- From: Doug Daniels <rainking@rice.edu>
- Date: Sun, 17 Nov 2002 11:57:01 -0600
- To: www-annotation@w3.org
Matthew Wilson and I were thinking about the way we locate strings
inside DOM elements. Currently, both Annozilla and Amaya use the four
argument variant of the XPointer string-range function. For a quick
refresher on string-range, see
http://www.w3.org/TR/2001/CR-xptr-20010911/#stringrange
Both Amaya and Annozilla opt to use a degenerate form of string-range,
which might better be described as "string-count". For the second
argument, the string to match, they always provide the empty string, "".
This matches everything in the string representation of the DOM Element
selected by the first argument. Then, they provide a start offset and a
length, thus uniquely identifying a substring within the DOM Element.
However, as Matthew pointed out, this method is quite fragile. Any
changes to the text of the DOM Element before the selected string make
the start value in an existing XPointer invalid. For example, assume we
have an XPointer that selects the first 'However' in this paragraph
using the empty-string four argument string-range. Now, if I add
another sentence to the beginning of the paragraph, I've completely
invalidated the XPointer. Even worse, it won't simply be orphaned, but
will select the wrong text entirely.
One way of solving this problem is to use the pattern-matching ability
of string-range. This would be the two-argument format of string-range
(omitting start and length), looking like
string-range(path to paragraph,"However"). In most cases, this seems
more robust against changes.
However, there is one problem. If you change a paragraph by adding a
similar phrase, you can confuse the XPointer. For example, if your old
paragraph was:
OLD:
I am a perfectly good paragraph. Hear me roar.

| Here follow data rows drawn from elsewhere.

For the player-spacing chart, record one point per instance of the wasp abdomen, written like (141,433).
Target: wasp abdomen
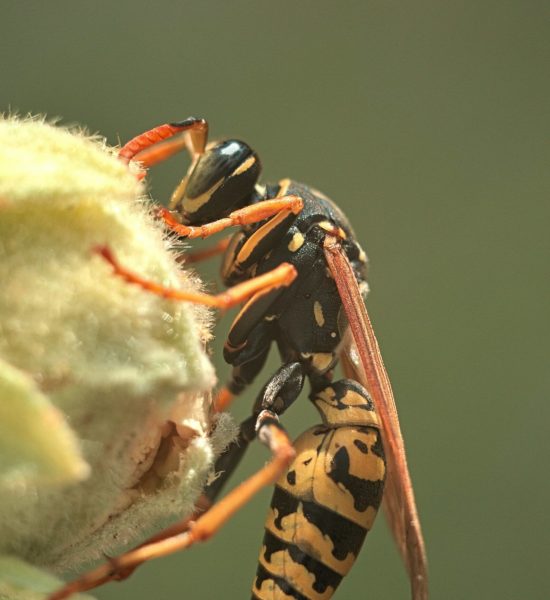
(321,511)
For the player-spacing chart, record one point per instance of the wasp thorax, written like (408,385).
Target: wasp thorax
(223,180)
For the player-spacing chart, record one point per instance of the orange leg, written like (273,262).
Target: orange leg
(156,145)
(283,275)
(223,400)
(194,257)
(244,216)
(274,437)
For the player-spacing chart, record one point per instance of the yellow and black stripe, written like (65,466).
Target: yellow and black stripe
(323,507)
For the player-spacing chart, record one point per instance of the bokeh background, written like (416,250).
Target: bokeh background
(428,123)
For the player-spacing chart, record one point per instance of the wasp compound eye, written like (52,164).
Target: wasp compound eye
(222,180)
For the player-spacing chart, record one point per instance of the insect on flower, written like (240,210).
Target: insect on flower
(297,267)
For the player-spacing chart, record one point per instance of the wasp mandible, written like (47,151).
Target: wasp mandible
(297,266)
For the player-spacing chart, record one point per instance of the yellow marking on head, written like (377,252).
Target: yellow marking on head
(296,242)
(326,225)
(244,166)
(191,205)
(283,565)
(284,184)
(322,360)
(318,312)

and you defined a string-range XPointer to the word 'roar':
string-range(OLD's path, "roar")
and then, you change the paragraph to read:
NEW:
I am a perfectly good paragraph. I'm having a roaring good time
writing
this. Hear me roar.
Now, your old XPointer will return 2 locations--the 'roar' in the second
sentence *and* the 'roar' in the first sentence. It's impossible to
know which one to choose--using the simple heuristic of choosing the
first would be incorrect in this example.
Nevertheless, it seems to me that the pattern-matching string-range will
perform better in most cases than the simple string-counting Amaya and
Annozilla are doing now. Do other people feel the same, or not?
Additionally, it's worth pointing out that Amaya (as of version 6.2)
didn't seem to be capable of resolving string-range XPointers that
required pattern matching. I don't think Amaya 6.4 will do it--it seems
to crash with an **irrecoverable error** whenever I try, which can't be
a good sign. Then again, a lot of annotations functionality seems to be
broken in 6.4...
Doug
Received on Sunday, 17 November 2002 12:57:57 UTC